Below are the grasshoper and data files:
Hello Samuel! I agree that looking at data in a 3D format is much more interesting than traditional graphs. You said that you had some failed prints with your directions model, do you have pictures of them? I like what you came up with for that design, it ties in to the others well.
I don’t think I can post photos in a comment reply, but for the most part, the failed prints happened because I made the outcrops on the prints too thin. The printer would scrape over them and cause them to get knocked over, pretty much ruining the entire print. I was able to edit everything to get a good final working product though so it worked out.
Hi, Samuel!
Great prints! The scale of your objects make it very easy to understand the data just by looking at it! I had a question about your first print, how long did it take you and what kind of support did you do?
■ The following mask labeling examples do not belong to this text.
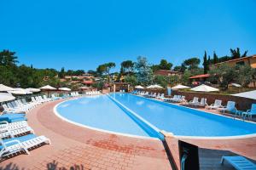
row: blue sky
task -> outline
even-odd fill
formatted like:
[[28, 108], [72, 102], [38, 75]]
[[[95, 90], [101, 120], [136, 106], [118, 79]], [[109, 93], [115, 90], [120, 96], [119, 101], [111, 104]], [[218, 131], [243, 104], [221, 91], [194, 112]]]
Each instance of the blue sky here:
[[[255, 0], [2, 0], [0, 49], [38, 68], [256, 54]], [[116, 71], [119, 67], [116, 68]]]

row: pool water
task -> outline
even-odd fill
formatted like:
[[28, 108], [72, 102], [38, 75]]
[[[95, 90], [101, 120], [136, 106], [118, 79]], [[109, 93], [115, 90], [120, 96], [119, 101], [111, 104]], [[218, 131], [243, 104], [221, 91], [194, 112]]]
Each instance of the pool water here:
[[61, 116], [82, 125], [144, 137], [157, 137], [160, 130], [200, 137], [256, 133], [254, 123], [129, 94], [68, 100], [56, 110]]
[[148, 136], [106, 95], [68, 100], [59, 105], [56, 110], [62, 117], [81, 125], [116, 133]]

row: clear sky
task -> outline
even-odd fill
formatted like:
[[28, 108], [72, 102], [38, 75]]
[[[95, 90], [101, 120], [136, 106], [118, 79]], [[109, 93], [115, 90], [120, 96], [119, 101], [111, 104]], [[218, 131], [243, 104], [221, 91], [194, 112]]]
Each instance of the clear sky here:
[[[0, 50], [38, 68], [256, 54], [255, 0], [1, 0]], [[119, 67], [116, 68], [119, 70]]]

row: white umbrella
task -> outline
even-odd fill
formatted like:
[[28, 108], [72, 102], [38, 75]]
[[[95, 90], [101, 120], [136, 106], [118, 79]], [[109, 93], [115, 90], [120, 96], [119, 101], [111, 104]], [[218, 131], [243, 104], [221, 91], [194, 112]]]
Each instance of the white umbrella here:
[[164, 88], [163, 87], [160, 86], [160, 85], [154, 85], [154, 88]]
[[207, 86], [207, 85], [205, 85], [205, 84], [201, 84], [200, 86], [193, 88], [190, 90], [195, 91], [195, 92], [217, 92], [217, 91], [219, 91], [216, 88], [212, 88], [211, 86]]
[[15, 90], [13, 88], [5, 86], [3, 84], [0, 84], [0, 92], [7, 92], [7, 91], [12, 91]]
[[0, 93], [0, 102], [15, 99], [15, 97], [9, 93]]
[[54, 87], [51, 87], [49, 85], [44, 86], [40, 88], [41, 90], [56, 90]]
[[34, 93], [34, 92], [40, 92], [41, 90], [39, 88], [26, 88], [26, 90], [28, 90], [32, 93]]
[[155, 84], [155, 85], [148, 86], [147, 88], [163, 88], [163, 87]]
[[231, 86], [233, 86], [235, 88], [241, 88], [241, 87], [240, 84], [237, 84], [237, 83], [231, 83]]
[[83, 86], [83, 87], [80, 87], [80, 88], [79, 88], [79, 89], [88, 89], [89, 88], [87, 88], [87, 87], [85, 87], [85, 86]]
[[139, 89], [143, 89], [143, 88], [144, 88], [142, 87], [142, 86], [136, 86], [135, 88], [139, 88]]
[[71, 91], [71, 89], [68, 88], [59, 88], [59, 90], [62, 90], [62, 91]]
[[46, 86], [44, 86], [42, 88], [39, 88], [41, 90], [45, 90], [47, 91], [47, 96], [49, 97], [49, 91], [50, 90], [56, 90], [56, 88], [55, 88], [54, 87], [51, 87], [49, 85], [46, 85]]
[[183, 89], [183, 88], [189, 88], [188, 86], [183, 86], [182, 84], [178, 84], [172, 88], [172, 89]]
[[249, 91], [249, 92], [243, 92], [243, 93], [239, 93], [239, 94], [234, 94], [231, 95], [256, 99], [256, 90], [253, 90], [253, 91]]

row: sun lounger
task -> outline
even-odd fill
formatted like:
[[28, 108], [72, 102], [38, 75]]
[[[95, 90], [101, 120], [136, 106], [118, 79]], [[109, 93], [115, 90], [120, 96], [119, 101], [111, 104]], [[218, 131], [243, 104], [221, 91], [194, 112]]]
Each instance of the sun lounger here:
[[22, 150], [26, 154], [29, 154], [29, 149], [44, 143], [50, 144], [50, 140], [44, 136], [28, 134], [26, 136], [3, 139], [0, 143], [0, 157], [2, 158]]
[[41, 102], [41, 101], [36, 100], [35, 97], [31, 97], [31, 99], [32, 99], [32, 101], [34, 104], [37, 104], [37, 105], [40, 105], [40, 104], [43, 103], [43, 102]]
[[11, 129], [24, 128], [28, 127], [26, 121], [20, 121], [15, 122], [8, 122], [6, 121], [0, 122], [0, 129], [9, 128]]
[[247, 116], [248, 118], [252, 119], [253, 116], [256, 115], [256, 104], [253, 104], [250, 110], [247, 110], [246, 112], [242, 113], [242, 116], [246, 117]]
[[220, 163], [223, 165], [224, 161], [228, 162], [237, 170], [255, 170], [256, 165], [241, 156], [222, 156]]
[[207, 99], [201, 98], [201, 101], [198, 102], [198, 104], [195, 104], [195, 106], [205, 107], [206, 105], [207, 105]]
[[194, 97], [193, 98], [193, 100], [190, 100], [189, 102], [189, 105], [198, 105], [199, 104], [199, 101], [198, 101], [198, 98], [197, 97]]
[[0, 116], [0, 122], [15, 122], [20, 121], [26, 121], [25, 114], [7, 113]]
[[221, 105], [221, 102], [222, 102], [222, 100], [220, 100], [220, 99], [215, 99], [214, 104], [212, 104], [211, 105], [207, 105], [207, 109], [212, 110], [212, 109], [218, 109], [218, 108], [223, 107]]
[[15, 138], [15, 136], [25, 133], [34, 133], [34, 131], [30, 127], [25, 127], [21, 128], [15, 128], [13, 127], [7, 127], [5, 128], [0, 128], [0, 138]]
[[231, 111], [236, 111], [236, 102], [234, 101], [228, 101], [227, 103], [227, 105], [225, 107], [219, 107], [218, 108], [218, 110], [222, 112], [222, 113], [224, 113], [225, 111], [229, 111], [229, 112], [231, 112]]

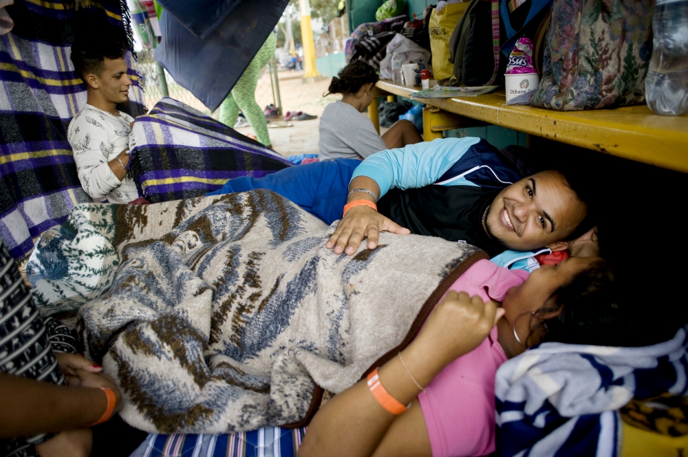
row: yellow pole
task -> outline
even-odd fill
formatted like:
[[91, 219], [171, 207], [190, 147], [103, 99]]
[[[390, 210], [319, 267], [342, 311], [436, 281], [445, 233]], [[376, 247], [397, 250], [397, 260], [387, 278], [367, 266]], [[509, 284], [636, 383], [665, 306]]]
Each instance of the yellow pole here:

And regarding the reflection, I agree that this kind of 3D objects are more interesting than normal graph or a table. I can imagine in the future, the schools could be using 3D prints instead of normal tables to visualize it more better for students to learn. Overall, great job!
For the first print I did it sideways to minimize the supports. This made the prints use way less filament and print much faster. The drawback to this was it was difficult to remove the supports without breaking off any of the outcrops. With some patience though I was able to get them off pretty cleanly, although I still have a lot of markings on my prints from where the supports were removed that I’m not too happy about.
Hi Samuel,
When it came to your reflection, I liked that you discussed the idea of scale. I think in a world full of data, people tend to become sensitive to the scale at which things are recorded, and the numbers all start to blend. I agree with your take on 3D models versus 2D models, 3D models are definitely more interesting and even interactive. By having a physical printout of a dataset you can grasp more of change and the information provided rather than a basic spreadsheet. I wish the photo for your wind direction print showed, the model looks super interesting with each direction having varying values.